A very good friend of mine – I’ll call him Jake – can affectionately be described as a “baseball geek.” While all the rest of us are run-of-the-mill fans of the sport, Jake took it to another level. He played in fifteen fantasy baseball leagues a season and usually won at least half of them; his winnings generally paid for a partial Boston Red Sox season ticket package. He could break down the bat speed and plate coverage of a slugging first baseman, the fielding range of a shortstop or the break on a curveball with the trained eye of a manager. Being with him at a live baseball game was something special. “Beaut,” he’d growl in a harsh and profane Peter Griffin meets J.F.K accent, “Check out the action on Sabathia’s change. Old Man Varitek doesn’t have an icicle’s chance in hell at makin’ any contact.”

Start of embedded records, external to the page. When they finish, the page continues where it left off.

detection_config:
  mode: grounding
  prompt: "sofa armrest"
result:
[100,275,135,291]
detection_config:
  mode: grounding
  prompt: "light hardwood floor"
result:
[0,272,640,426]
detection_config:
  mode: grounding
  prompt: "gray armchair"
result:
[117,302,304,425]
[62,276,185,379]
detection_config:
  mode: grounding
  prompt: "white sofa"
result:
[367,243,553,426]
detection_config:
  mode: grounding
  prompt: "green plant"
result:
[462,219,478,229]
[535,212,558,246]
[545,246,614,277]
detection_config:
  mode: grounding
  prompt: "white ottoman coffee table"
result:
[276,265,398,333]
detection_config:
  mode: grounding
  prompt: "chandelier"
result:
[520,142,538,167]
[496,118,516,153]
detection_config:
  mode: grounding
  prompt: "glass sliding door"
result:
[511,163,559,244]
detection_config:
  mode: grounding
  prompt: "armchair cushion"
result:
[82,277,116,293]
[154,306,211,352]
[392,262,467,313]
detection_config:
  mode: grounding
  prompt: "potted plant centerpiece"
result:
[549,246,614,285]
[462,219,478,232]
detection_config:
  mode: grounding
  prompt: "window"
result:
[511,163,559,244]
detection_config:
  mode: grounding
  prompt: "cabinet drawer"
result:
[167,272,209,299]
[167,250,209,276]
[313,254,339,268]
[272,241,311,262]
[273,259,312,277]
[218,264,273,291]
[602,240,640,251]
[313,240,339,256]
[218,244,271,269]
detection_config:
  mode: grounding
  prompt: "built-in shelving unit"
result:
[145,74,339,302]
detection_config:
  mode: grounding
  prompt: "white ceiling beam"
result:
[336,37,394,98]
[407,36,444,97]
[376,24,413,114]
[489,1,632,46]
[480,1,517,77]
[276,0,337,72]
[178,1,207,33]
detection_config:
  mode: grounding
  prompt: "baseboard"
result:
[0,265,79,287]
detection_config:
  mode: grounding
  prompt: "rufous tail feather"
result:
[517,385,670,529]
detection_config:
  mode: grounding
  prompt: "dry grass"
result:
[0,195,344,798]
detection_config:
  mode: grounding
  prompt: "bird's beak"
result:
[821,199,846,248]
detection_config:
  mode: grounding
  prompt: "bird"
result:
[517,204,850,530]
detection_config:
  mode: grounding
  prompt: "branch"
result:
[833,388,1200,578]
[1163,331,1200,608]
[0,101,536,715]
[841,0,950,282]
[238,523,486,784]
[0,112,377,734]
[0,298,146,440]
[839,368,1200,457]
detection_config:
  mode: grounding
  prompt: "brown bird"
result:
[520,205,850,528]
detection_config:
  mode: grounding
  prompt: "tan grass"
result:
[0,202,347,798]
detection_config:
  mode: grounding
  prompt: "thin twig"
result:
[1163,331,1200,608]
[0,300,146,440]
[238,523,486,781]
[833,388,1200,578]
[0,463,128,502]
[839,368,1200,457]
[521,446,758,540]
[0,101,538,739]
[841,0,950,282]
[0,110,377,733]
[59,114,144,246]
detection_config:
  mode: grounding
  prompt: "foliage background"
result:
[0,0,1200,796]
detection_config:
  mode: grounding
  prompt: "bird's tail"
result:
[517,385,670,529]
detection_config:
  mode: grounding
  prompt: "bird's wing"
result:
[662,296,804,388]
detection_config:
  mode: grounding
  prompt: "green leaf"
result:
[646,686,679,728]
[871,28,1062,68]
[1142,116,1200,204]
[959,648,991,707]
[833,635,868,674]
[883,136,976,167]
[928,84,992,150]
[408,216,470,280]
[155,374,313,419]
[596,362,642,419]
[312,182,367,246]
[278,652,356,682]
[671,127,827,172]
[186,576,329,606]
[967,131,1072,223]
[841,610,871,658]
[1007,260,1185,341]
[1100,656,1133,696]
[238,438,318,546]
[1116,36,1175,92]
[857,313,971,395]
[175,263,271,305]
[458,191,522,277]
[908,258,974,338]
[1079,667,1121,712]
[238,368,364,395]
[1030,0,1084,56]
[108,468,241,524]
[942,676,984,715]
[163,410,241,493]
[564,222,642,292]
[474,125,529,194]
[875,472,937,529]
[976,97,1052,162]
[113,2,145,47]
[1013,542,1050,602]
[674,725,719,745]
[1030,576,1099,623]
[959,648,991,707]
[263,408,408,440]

Naturally, when he graduated from college he caught on as a video scout for a minor-league team in Rhode Island, and his career skyrocketed like Jonah Hill’s character did in Moneyball (Two years later, he was working for a big league team as their traveling video coordinator, working with prospects and established players to break down their swings or deliveries.

He finally came back to New England over Christmas, staying over at my little apartment for a few days of revelry. The first night home he eagerly opened his laptop and tapped on the screen.

“Beaut, check this out,” he said. Pages and pages of notes and data flew by. “I’ve got every AAA- and AA-level prospect broken down on here. Entire year’s worth of work. This is the stuff that goes into the year-end scouting reports.”


I peered at the screen, picking out phrases like “struggles on inside fastballs,” “plus speed, average arm,” “no command of English at the moment” and “future closer.”

“Sounds great,” I said. “What happens if you lose that laptop?”

He stopped dead in his tracks and cocked his head. “Hey, well, I’m probably lost.”

Jake took my advice and signed up for ElephantDrive, uploading every page of his writings to the Cloud. Now, the entirety of his 2011 notes on every player in the organization are safe and secure on the internet, protected in case of ballpark theft, airline incompetence, or just general airheaded-ness on Jake’s part.

I told Jake later my one regret was that his suggestions and advice might eventually bring his team a World Series title over my beloved Boston Red Sox.

“Hey, don’t worry, beaut,” he said. “We’re gonna be terrible this year. Trust me.”